The weekly sessions focus on the knowledge and skills that are applicable to their interests and career aspirations. In addition to technical skills, the students also learn foundational skills that will help them stand out in interviews. Examples of the foundational skills topics include:
After successful completion of IBM Accelerate, students receive an industry-recognized IBM digital credential to add to their LinkedIn profile and resume.
Prior to IBM Accelerate launching in 2021, the company had a successful program geared toward upskilling HBCU students.
“Building upon the momentum of that program and our learned best practices, we scaled a 35-participant program up to 1,000 participants to include diversity in all forms,” Keller explains.
“We have refined our talent acquisition sourcing and selection process as well as the curriculum to ensure the topics remain relevant to the knowledge needed in today’s ever-changing market for careers in technology.”
IBM measures the effectiveness of the program, in part, by seeing how many of these students can use the skills they learn over the course of the program to excel in the application and interview process for internship opportunities at IBM and beyond.
“We’ve tracked a growing conversion rate over the past two years of students who graduate from IBM Accelerate and then receive offers to join IBM as an intern,” Keller says.
“There is a large, untapped population of underrepresented talent in the United States who are eager to learn new skills if given the opportunity.
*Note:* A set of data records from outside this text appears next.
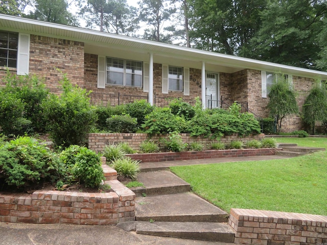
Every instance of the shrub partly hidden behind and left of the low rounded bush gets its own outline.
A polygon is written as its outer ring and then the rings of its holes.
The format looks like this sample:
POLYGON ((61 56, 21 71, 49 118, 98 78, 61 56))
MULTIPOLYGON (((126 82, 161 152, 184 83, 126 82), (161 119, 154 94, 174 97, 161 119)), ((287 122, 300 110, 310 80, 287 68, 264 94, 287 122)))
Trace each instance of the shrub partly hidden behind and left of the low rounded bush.
POLYGON ((107 106, 97 106, 95 108, 95 113, 97 114, 97 121, 96 125, 100 130, 106 130, 107 129, 107 118, 113 116, 113 115, 123 115, 125 114, 125 105, 119 105, 119 106, 110 106, 109 104, 107 106))

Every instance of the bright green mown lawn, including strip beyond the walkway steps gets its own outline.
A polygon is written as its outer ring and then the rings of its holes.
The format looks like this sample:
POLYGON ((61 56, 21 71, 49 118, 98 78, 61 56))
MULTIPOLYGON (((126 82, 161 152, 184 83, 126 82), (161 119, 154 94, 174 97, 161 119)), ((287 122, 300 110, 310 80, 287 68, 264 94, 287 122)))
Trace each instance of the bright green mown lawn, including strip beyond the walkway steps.
MULTIPOLYGON (((327 138, 277 138, 277 142, 327 148, 327 138)), ((248 208, 327 215, 326 160, 326 152, 317 152, 281 160, 171 169, 195 193, 227 212, 248 208)))

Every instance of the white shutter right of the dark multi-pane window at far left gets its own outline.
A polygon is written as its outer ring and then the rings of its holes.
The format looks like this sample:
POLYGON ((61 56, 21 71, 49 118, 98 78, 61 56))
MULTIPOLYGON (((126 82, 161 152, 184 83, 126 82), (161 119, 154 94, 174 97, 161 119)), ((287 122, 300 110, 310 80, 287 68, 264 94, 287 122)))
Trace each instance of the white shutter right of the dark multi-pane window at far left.
POLYGON ((19 33, 17 52, 17 75, 29 74, 30 34, 19 33))

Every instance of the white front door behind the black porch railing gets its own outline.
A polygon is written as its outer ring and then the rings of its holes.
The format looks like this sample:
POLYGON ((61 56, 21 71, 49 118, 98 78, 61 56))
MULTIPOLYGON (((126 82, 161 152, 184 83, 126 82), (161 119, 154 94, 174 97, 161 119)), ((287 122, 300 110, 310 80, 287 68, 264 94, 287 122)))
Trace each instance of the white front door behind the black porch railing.
POLYGON ((219 107, 219 80, 217 73, 206 72, 205 79, 205 107, 219 107))

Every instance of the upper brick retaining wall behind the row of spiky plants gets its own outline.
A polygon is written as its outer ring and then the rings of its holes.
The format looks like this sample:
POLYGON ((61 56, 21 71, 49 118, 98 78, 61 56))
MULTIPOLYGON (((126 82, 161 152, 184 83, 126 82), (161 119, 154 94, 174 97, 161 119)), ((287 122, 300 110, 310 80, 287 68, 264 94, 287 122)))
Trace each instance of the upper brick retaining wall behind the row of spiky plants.
MULTIPOLYGON (((211 145, 212 139, 202 138, 202 137, 190 137, 190 134, 180 134, 184 143, 199 142, 202 143, 207 149, 211 145)), ((221 142, 227 144, 232 140, 241 140, 246 142, 248 140, 256 139, 260 140, 265 137, 264 134, 238 137, 235 135, 225 136, 220 139, 221 142)), ((127 142, 133 150, 139 150, 139 145, 142 141, 149 139, 150 136, 145 133, 135 133, 135 134, 118 134, 118 133, 90 133, 88 134, 88 148, 92 151, 101 152, 105 145, 127 142)), ((161 150, 164 150, 165 146, 160 139, 168 139, 168 134, 155 134, 151 135, 151 140, 159 142, 159 147, 161 150)))

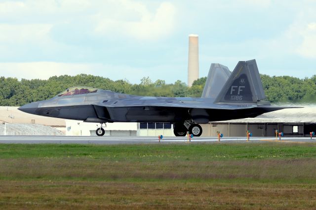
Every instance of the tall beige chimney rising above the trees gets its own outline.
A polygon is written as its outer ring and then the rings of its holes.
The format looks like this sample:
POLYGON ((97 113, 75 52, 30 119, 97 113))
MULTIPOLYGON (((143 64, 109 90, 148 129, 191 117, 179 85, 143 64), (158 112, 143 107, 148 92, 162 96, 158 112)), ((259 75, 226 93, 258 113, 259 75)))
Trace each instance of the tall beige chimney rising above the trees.
POLYGON ((198 79, 198 35, 189 35, 188 86, 198 79))

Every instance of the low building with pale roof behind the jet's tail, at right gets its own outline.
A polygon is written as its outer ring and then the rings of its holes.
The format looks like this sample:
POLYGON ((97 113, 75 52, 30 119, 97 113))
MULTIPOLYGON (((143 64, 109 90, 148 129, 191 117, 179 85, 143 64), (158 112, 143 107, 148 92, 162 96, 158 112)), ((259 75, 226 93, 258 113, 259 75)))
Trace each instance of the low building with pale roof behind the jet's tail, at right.
POLYGON ((215 121, 203 126, 203 135, 216 136, 217 131, 224 137, 246 136, 249 130, 255 137, 275 136, 276 130, 284 136, 308 137, 316 132, 316 107, 283 109, 265 113, 256 118, 215 121))

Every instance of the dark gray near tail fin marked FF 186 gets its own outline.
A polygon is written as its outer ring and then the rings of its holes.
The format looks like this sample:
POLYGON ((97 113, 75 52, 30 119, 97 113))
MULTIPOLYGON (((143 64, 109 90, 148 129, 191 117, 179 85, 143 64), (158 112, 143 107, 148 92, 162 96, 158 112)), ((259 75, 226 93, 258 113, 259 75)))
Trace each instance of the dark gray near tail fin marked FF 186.
POLYGON ((215 103, 257 103, 265 99, 256 60, 239 61, 215 103))

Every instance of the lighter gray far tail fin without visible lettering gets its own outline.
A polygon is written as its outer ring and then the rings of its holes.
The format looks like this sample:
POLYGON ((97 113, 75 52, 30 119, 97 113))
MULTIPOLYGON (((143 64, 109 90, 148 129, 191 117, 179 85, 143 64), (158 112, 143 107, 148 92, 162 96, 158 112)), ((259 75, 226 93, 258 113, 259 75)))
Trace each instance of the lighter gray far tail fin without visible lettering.
POLYGON ((227 66, 212 63, 202 92, 202 98, 216 98, 231 75, 227 66))

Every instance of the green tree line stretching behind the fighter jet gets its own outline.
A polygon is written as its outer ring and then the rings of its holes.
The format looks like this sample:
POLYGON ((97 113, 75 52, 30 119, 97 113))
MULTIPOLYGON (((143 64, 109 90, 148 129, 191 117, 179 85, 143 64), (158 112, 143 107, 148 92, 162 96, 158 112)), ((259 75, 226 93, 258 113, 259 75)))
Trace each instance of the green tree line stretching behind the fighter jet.
MULTIPOLYGON (((267 99, 271 102, 316 102, 316 75, 299 79, 290 76, 261 75, 267 99)), ((206 77, 194 81, 192 87, 178 80, 166 84, 164 80, 153 82, 149 77, 139 84, 127 80, 79 74, 77 76, 53 76, 48 80, 0 77, 0 106, 22 106, 34 101, 46 100, 74 86, 86 86, 115 92, 168 97, 200 97, 206 77)))

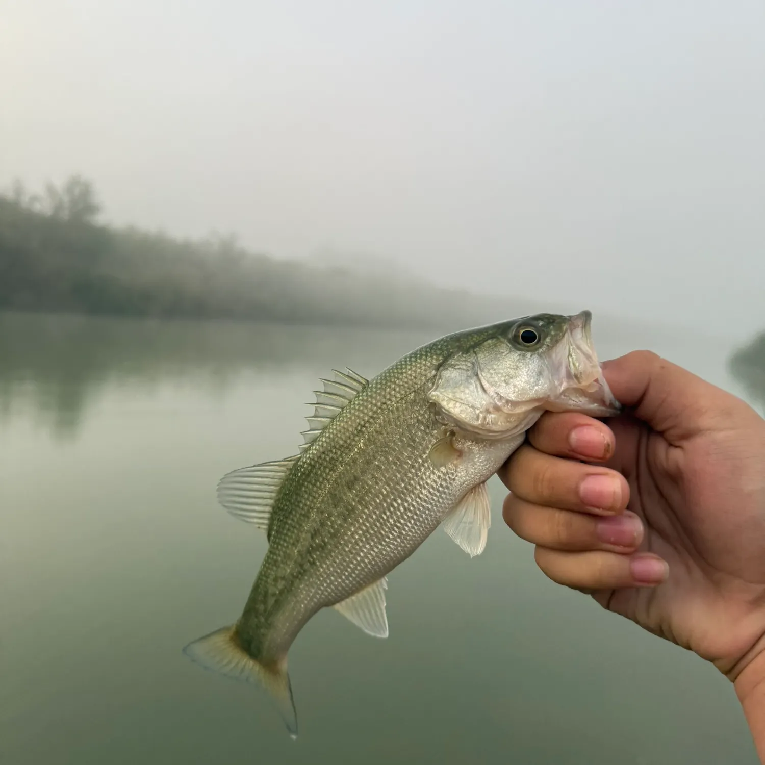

In addition to learning technical skills, IBM Accelerate participants are given the resources needed to tailor their resumes and improve their interviewing skills. With support from our talent acquisition team and their IBM networking connections, the participants are prepared to apply for roles that really excite them.”
Keller suggests that other organizations considering providing virtual learning opportunities for underrepresented students invest the time and resources into the networking component of their program.
“The personal connections the students make have a long-lasting impact on their confidence and career readiness,” Keller says.
“The key to our success with IBM Accelerate program is we keep the student participants at the center of everything we do. We want to provide these students with the learning and networking opportunities that can really set them apart when they start out on their career journeys.
“The virtual learning program has many benefits for the company, but the purpose must be a commitment to developing a wider range of talent and expanding pathways for student success.”